Wednesday, 17 December 2014: 3:10 PM
Yingjuan Ma, University of California Los Angeles, Los Angeles, CA, United States, Andrew F Nagy, University of Michigan Ann Arbor, Ann Arbor, MI, United States, Gabor Toth, Univ Michigan, Ann Arbor, MI, United States, Cesar Bertucci, University of Buenos Aires, Buenos Aires, Argentina, Michele Karen Dougherty, Imperial College London, Blackett Laboratory, London, United Kingdom, Andrew J Coates, University College London, Mullard Space Science Laboratory, London, United Kingdom and Jan-Erik Wahlund, IRF Swedish Institute of Space Physics Uppsala, Uppsala, Sweden
Abstract:
The Cassini Spacecraft flew past Titan on June 13, 2007 and found Titan was outside Saturn's magnetopause. During this pass (T32), observations showed dramatic changes of magnetic field orientation as well as plasma flow parameters during inbound and outbound segments. We have studied Titan’s ionospheric responses to such a sudden change in the upstream plasma conditions, using a sophisticated multi-species global MHD model. Simulation results of three different cases (steady state; simple current sheet crossing and magnetopause crossing) are presented and compared against Cassini Magnetometer (MAG), Langmuir Probe (LP) and Cassini Plasma Spectrometer (CAPS) observations.

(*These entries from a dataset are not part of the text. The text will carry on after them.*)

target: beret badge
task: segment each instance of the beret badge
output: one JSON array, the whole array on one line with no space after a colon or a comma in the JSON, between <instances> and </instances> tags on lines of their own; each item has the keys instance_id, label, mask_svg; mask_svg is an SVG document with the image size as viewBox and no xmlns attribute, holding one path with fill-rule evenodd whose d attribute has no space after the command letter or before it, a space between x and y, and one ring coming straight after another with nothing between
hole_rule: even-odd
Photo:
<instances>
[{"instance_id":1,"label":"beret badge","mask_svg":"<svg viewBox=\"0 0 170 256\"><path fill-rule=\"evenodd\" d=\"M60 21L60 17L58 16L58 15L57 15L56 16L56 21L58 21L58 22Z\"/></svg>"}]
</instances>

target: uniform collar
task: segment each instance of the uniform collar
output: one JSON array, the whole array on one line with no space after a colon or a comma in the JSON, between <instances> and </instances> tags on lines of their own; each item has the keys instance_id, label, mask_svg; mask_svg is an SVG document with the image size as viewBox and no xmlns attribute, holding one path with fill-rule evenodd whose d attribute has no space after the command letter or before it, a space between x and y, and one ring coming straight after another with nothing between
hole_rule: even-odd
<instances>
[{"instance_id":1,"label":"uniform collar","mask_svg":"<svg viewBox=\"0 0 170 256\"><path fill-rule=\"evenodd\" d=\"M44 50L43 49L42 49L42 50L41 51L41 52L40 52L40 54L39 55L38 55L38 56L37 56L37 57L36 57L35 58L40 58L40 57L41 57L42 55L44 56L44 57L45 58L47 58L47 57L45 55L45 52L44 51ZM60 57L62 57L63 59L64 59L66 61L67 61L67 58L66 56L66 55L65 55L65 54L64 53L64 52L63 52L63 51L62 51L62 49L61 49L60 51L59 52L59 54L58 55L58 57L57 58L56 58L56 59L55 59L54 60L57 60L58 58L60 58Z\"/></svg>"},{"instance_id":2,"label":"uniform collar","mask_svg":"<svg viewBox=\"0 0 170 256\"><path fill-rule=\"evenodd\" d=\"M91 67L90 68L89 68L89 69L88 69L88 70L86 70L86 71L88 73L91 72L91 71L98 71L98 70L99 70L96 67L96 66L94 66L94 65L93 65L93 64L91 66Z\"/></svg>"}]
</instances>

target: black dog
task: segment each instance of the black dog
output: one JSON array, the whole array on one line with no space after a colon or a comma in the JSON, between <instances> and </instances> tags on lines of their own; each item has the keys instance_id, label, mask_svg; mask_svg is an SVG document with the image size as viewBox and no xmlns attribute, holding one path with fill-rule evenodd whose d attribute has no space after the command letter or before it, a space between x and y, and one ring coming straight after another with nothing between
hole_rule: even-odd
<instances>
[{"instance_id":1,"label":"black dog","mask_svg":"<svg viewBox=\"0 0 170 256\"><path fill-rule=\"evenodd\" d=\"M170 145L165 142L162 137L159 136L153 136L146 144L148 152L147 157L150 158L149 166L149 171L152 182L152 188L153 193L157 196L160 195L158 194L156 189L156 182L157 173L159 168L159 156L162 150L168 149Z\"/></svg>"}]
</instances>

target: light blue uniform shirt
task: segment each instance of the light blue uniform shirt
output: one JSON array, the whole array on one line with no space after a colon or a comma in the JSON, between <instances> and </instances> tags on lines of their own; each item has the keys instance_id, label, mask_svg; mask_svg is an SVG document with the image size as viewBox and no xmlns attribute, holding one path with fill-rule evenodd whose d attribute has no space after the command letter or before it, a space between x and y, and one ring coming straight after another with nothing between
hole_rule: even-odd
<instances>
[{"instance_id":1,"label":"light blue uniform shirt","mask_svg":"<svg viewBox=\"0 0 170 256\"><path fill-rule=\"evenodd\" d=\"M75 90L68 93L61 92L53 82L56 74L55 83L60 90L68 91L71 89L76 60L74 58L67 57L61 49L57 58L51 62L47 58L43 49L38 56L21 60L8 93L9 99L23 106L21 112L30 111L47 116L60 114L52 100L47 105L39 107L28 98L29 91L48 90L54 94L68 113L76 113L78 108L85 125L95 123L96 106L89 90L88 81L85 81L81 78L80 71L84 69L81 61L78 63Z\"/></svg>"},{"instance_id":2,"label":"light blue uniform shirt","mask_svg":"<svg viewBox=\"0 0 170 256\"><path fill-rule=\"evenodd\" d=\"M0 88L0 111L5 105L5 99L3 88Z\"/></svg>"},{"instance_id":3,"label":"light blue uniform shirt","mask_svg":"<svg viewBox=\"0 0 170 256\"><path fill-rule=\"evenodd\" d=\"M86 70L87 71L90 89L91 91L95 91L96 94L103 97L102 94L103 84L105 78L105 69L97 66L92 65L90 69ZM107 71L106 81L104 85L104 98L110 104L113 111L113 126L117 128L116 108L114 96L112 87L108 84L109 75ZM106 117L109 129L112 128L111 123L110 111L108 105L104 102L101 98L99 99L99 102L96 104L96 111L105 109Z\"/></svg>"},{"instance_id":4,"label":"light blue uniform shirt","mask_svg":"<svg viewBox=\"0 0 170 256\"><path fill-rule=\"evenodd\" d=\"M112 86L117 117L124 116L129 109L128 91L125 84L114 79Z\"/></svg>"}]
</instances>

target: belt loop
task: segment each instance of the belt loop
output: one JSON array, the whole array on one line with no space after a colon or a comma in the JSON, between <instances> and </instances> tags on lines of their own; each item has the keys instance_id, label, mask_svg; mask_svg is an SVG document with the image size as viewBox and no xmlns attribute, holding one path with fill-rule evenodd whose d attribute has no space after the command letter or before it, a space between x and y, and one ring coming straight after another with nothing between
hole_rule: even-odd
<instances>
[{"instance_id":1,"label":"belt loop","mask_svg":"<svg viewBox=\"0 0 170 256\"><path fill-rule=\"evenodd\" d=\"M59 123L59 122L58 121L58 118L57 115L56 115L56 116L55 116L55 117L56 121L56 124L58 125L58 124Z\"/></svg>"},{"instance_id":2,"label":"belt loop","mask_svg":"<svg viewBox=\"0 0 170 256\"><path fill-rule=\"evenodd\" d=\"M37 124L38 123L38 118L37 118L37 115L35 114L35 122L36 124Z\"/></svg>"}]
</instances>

The simulation results provide clear evidence of the existence of fossil field. The MAG data can be well reproduced with a simple current sheet crossing. The Cassini plasma observations can only be reproduced by the magnetopause crossing case using plasma conditions constrained by CAPS observations. Real-time simulation also reveals how the fossil field formed during the interaction and shows the coexistence of two pile-up regions with opposite magnetic orientation, the formation of a pair of new Alfven wings and tail disconnection during magnetopause crossing process.

During two recent Titan flybys T85 and T96, Titan was found to be in the magnetosheath region of Saturn and in the solar wind, respectively. We present simulation results for those two flybys and compare features of Titan’s plasma interaction in different plasma environments.